Sin embargo, la declive de la industria petrolera nacional está en la misma expropiación petrolera. ¿Por qué digo esto? Por el hecho que a partir de ese tiempo, se entrego el petroleo a un sindicato corrupto, las ganancias de la industria no se han usado para el desarrollo de país, sino para el gasto corriente, eso sin tomar en cuenta lo que se lleva la dirigencia sindical, directivos y políticos.
En años recientes, con la petrolización de la economía iniciada desde el sexenio de Luis Echeverría (1970-1976), una buena tajada del presupuesto de la nación proviene de los ingresos petroleros. El origen de este problema esta en los altos precios del barril de crudo al inicio de la década de los setenta. Aunado a esto, la expropiación de empresas emprendida en el sexenio del presidente antes mencionado, siguio la misma tónica su sucesor: José López Portillo (1976-1982). A este último le tocaron las consecuencias de la petrolización de la economía mexicana. A inicios de la década de los ochenta se cayo el precio del crudo. Debido a que López Portillo y su antecesor se habían empeñado en destruir la planta productiva del país, no había más ingresos que los petroleros en las arcas públicas. Esto derivó en una crisis económica de efecto prolongado (la seguimos viviendo hasta el día de hoy), lo que provocó una fuga de capitales. Pare evitarlo, el presidente decreto la nacionalización de la banca. Sin embargo, esto solo fue un paliativo, no soluciono el problema de fondo, y la solución a la larga terminaría en el FOBAPROA, considerado el fraude más grande en la historia de México.

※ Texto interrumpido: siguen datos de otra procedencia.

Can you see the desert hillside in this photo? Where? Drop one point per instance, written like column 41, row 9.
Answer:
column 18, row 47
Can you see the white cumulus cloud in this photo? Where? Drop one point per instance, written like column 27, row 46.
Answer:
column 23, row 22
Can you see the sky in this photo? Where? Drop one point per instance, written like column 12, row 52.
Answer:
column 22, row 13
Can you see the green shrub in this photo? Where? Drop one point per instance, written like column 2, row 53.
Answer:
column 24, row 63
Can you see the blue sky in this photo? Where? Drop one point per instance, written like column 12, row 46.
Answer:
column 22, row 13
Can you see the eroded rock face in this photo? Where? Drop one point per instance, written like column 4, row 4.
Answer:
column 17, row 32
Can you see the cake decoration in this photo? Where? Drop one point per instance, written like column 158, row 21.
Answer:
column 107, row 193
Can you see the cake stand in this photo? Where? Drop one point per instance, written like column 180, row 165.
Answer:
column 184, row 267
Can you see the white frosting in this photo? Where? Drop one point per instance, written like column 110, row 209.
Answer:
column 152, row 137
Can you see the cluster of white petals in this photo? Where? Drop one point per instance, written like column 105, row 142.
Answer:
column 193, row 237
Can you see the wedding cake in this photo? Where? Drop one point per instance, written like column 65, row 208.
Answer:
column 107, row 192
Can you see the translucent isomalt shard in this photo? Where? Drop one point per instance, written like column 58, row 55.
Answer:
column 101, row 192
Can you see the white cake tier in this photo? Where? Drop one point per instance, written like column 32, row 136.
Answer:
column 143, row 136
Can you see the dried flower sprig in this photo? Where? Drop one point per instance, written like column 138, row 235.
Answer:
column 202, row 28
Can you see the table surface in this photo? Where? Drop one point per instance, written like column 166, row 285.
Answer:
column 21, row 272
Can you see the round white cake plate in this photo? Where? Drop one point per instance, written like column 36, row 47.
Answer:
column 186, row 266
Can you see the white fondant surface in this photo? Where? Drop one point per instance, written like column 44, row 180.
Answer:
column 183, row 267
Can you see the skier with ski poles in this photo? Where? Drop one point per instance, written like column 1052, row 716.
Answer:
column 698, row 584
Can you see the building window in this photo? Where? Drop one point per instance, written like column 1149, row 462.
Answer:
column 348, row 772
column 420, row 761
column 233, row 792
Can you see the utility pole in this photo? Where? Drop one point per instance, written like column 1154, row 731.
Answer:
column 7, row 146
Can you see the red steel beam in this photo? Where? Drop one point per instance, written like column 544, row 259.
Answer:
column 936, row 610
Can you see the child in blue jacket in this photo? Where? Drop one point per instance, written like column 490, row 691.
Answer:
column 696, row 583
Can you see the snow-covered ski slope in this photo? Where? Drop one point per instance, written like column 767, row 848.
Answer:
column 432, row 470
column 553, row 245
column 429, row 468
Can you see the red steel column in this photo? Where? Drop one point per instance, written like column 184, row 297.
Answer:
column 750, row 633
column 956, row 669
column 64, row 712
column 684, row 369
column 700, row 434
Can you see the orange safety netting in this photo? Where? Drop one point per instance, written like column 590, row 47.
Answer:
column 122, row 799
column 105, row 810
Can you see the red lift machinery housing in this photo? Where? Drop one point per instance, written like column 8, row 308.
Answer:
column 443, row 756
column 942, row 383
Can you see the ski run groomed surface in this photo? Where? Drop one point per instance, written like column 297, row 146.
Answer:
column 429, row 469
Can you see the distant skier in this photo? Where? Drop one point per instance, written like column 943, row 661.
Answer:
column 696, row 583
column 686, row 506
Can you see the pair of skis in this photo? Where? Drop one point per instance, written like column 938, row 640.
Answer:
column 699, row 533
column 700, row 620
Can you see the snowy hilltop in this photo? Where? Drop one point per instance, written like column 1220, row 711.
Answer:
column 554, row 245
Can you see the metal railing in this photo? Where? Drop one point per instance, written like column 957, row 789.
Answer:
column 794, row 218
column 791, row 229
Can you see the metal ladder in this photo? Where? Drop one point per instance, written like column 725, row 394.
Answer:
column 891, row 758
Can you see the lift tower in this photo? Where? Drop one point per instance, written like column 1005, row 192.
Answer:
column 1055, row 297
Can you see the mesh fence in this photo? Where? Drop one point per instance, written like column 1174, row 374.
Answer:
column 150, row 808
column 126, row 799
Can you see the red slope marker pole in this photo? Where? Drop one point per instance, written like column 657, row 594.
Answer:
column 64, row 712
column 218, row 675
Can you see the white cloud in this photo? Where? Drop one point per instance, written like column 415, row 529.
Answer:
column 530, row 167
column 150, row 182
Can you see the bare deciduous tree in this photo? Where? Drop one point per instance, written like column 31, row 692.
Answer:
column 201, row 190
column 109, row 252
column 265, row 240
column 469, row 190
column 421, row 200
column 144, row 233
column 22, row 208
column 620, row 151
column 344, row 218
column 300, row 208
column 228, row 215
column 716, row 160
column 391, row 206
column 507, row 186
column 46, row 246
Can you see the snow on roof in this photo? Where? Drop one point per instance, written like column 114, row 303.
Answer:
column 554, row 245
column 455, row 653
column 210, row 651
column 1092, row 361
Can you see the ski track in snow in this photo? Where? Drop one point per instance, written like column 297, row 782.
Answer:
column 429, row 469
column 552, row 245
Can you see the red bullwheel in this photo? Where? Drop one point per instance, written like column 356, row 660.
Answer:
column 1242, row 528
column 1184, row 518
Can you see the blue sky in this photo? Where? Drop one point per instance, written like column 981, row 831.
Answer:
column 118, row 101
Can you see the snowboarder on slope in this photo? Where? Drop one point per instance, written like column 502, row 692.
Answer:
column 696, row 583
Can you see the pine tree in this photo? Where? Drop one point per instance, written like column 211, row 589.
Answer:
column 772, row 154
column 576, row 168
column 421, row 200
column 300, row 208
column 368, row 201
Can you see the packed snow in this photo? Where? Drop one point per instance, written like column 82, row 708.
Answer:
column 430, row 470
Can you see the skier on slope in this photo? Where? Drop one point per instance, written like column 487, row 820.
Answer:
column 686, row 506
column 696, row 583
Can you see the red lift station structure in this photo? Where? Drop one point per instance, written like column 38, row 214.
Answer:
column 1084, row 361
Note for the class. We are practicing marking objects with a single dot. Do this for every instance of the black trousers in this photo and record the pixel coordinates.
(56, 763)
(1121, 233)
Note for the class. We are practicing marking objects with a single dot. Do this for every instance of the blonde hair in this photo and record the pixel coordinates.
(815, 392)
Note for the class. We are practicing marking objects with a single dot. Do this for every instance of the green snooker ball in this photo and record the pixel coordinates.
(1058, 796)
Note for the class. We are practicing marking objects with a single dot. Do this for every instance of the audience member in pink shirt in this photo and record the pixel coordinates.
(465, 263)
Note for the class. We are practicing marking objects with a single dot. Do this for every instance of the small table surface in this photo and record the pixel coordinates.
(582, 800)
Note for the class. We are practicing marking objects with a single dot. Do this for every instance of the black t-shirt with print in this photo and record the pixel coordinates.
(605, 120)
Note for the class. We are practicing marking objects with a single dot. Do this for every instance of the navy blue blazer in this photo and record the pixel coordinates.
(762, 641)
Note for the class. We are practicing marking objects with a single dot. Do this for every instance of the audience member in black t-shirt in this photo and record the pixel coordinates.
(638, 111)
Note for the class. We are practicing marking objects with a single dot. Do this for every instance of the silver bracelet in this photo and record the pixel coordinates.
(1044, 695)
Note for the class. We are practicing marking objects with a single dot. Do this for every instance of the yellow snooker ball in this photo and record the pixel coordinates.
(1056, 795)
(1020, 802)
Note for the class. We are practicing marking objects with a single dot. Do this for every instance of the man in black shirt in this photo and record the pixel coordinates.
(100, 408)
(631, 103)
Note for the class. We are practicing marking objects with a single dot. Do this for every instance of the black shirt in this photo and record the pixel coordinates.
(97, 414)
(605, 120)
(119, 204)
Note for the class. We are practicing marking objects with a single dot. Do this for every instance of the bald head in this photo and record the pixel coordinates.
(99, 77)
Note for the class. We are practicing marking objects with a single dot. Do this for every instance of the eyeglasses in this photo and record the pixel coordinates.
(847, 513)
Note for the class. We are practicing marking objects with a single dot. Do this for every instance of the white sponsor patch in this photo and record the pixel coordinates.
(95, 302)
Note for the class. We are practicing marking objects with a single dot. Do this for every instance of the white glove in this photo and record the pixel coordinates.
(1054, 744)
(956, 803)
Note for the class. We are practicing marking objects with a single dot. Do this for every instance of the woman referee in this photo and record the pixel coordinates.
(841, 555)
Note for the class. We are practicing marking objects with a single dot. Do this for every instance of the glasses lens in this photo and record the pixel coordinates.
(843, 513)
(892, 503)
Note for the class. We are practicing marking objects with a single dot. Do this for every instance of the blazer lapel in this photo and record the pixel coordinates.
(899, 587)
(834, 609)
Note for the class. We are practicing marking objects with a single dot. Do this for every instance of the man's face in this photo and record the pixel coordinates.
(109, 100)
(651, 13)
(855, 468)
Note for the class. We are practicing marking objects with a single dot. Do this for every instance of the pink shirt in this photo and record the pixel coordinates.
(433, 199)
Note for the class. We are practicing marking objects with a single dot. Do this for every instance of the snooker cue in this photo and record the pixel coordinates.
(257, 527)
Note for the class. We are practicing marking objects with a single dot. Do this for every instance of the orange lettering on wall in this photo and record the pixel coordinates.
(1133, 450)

Como lo he dicho antes, y lo sostengo, los gobiernos que siguieron a López Portillo no hicieron lo necesario para remediar la situación. Quizá el hecho más marcado fue en el sexenio de Carlos Salinas de Gortari (1988-1994), ya que al finalizar su administración se dio un recrudecimiento de la crisis económica iniciada desde el sexenio de López Portillo, no una nueva crisis como lo ha querido manejar la prensa progresista.
México tiene todo para no depender únicamente de la industria petrolera, como recursos minerales, un clima ideal para la agricultura, infraestructura diversa, entre otras cosas. Tenemos todo para tener una economía moderna. Sin embargo, también tenemos una clase empresarial abusiva, dedicada a la extracción de rentas, y una clase política miope que mira la próxima elección.
Esta demostrado que no podemos vivir del petroleo, quizá ese recurso natural es el que nos tenga en el subdesarrollo, y se demostró lo que predije. En el año 2013, cuando se estaba discutiendo la reforma petrolera en el Congreso de la Unión, los progresistas (que tienen todo, menos idea de progreso) argüían que básicamente que la economía mexicana estaba totalmente ligada al petroleo, al decir que de cada tres pesos que circula en México, uno era del petroleo, o que el 30% del presupuesto de egresos de la federación provenían de Pemex. Al año siguiente, se cayo el precio del petroleo, y desde el año pasado comenzamos a vivir las consecuencias. La subida del dolar y la inflación que nos afectan actualmente, además de la baja perspectiva de crecimiento son efecto de la petrolización de la economía. Y como dije antes, la reforma energética no debe ser entendida como una manera fácil de obtener ingresos, sino una manera de relanzar la industrialización del país.
Así que entiendalo de una vez: no se puede vivir de una mercancía cuyo valor en el mercado internacional es muy inestable.